What can be the impact of vendor lock-in from the likes of Oracle and why is this particularly dangerous for the cash strapped public sector?
With proprietary software and the ability to lock-in customers, vendors are in a better position to force price increases and push additional software, such as major upgrades or add-ons that require additional costs. This lock-in means that customers have few/no options for competitive alternatives without wholesale upgrades. The longer you use and rely on an infrastructure, the more embedded and intrinsic it becomes to the way you work. Many organisations have realised that as a result, migrating later to new technology can be costly and difficult.
The public sector should look for a flexible architecture that promotes choice and which offers access to more vendors and user communities. This will not only lead to the lowest cost options, but also access to better software.
How can open source technology benefit the public sector?
Open source technology provides the public sector with many of the same benefits that are gained by larger proprietary alternatives in that it encourages the community to experiment, test and contribute to improve on the base product. This greatly enhances the value a product can provide, and this community based collaboration can often develop technologies that are far more advanced than any single vendor can create. Importantly, because it is open source, an organisation does not have to worry about a single vendor changing the product direction, discontinuing a product, or going out-of-business. This guarantees the longevity and continuity of a product they have created themselves.

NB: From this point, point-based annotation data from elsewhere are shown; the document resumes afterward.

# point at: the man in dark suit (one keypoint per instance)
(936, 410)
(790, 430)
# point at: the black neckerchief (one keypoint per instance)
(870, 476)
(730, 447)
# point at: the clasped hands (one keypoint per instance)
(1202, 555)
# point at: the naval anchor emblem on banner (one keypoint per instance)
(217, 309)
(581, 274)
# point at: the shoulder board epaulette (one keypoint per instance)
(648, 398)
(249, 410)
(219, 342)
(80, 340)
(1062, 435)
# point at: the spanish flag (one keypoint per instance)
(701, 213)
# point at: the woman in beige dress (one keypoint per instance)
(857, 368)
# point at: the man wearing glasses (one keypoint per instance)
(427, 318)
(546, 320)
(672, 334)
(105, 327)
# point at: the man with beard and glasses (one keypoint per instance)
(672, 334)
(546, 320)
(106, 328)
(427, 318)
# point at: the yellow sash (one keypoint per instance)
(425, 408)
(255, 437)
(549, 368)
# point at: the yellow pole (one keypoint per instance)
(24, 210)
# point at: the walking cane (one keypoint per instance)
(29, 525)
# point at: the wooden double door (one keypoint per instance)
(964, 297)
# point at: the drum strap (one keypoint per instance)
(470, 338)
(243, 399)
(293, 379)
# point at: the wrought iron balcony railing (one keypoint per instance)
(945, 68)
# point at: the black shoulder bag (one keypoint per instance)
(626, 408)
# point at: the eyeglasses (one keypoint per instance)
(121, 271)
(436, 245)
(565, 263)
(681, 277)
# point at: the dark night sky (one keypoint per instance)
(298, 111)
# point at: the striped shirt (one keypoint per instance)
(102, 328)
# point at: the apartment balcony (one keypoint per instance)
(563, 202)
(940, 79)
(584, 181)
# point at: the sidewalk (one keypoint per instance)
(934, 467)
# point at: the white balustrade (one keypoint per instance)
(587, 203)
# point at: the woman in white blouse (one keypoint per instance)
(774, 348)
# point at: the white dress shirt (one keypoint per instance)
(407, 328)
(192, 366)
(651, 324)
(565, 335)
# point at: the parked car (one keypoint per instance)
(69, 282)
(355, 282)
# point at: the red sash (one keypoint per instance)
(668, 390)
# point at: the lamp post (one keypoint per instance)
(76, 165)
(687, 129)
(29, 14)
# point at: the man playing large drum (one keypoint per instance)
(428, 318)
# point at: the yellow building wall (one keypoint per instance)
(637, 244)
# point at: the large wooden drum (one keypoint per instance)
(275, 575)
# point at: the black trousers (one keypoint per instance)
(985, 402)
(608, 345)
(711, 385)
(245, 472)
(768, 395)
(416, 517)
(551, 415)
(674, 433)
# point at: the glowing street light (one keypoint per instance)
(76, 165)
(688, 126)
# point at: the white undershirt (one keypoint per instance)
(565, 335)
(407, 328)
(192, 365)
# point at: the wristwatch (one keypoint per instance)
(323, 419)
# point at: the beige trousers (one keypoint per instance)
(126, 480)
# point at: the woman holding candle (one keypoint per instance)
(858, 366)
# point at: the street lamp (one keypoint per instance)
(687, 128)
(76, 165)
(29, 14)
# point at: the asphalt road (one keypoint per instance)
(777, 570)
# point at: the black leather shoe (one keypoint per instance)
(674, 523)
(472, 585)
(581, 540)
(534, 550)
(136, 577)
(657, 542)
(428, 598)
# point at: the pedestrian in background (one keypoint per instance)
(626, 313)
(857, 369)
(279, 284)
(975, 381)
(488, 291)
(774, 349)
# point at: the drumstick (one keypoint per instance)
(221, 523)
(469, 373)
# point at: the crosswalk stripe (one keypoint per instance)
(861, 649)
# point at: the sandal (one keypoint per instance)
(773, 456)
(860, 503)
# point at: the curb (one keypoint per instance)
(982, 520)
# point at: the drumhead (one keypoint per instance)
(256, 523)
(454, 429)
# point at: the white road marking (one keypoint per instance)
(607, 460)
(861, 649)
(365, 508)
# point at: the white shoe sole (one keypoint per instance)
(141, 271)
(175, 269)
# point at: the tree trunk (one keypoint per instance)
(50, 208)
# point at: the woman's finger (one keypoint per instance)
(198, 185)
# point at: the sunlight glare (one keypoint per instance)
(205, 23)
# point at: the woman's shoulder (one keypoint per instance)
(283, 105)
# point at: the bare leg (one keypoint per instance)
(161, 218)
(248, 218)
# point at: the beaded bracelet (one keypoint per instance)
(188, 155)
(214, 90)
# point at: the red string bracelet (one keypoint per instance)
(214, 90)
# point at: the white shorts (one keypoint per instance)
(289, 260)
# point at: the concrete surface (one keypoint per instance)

The public sector has realised that open source can provide an economical way of procuring and developing an infrastructure, and providing a better quality of service. The UK government has been slower than its European counter-parts in the adoption of open source, but we're increasingly seeing the adoption throughout various public sector bodies.
What is Riak and how does it work?
Riak is Basho’s open-source, master-less, distributed database. It is highly-available and fault-tolerant by design with built-in replication. It is designed to run on cheap, commodity hardware. The software is intended to "scale-out" versus "scale-up" meaning that public sector organisations can start small, and grow quickly and cheaply, and also scale-down if needed.
As it is simple to operate, organisations can add new machines to a Riak cluster easily without incurring a large operational burden compared to a proprietary upgrade. The operational tasks that apply to small clusters apply to very large clusters that span multiple data centres as well which means that there is no added complexity the more developed your infrastructure becomes.
Riak has multiple search capabilities which allow organisations to quickly query data to serve citizens with very low latency to their mobile device or Web browser. Latency and response times can be incredibly important in public sector organisations in healthcare settings where every second counts. The speed at which clinicians can access patient data can potentially mean the difference in the outcome of a patient, so having a reliable infrastructure behind clinical workflows is crucial to delivering care.
For example, the Health and Social Care Information Centre (HSCIC) is currently working with Basho to develop a database built on Riak which will support the entire Spine2 project. Although still in development phases, with Riak in place and just £20,000 worth of hardware, within four months of activity the HSCIC team were outperforming the legacy Spine solution which equates to unprecedented cost, time and resource savings. Stay tuned to hear more about this as the project evolves.
Basho is the developer of Riak, an open-source distributed database that provides high-availability, fault-tolerance, and operational simplicity.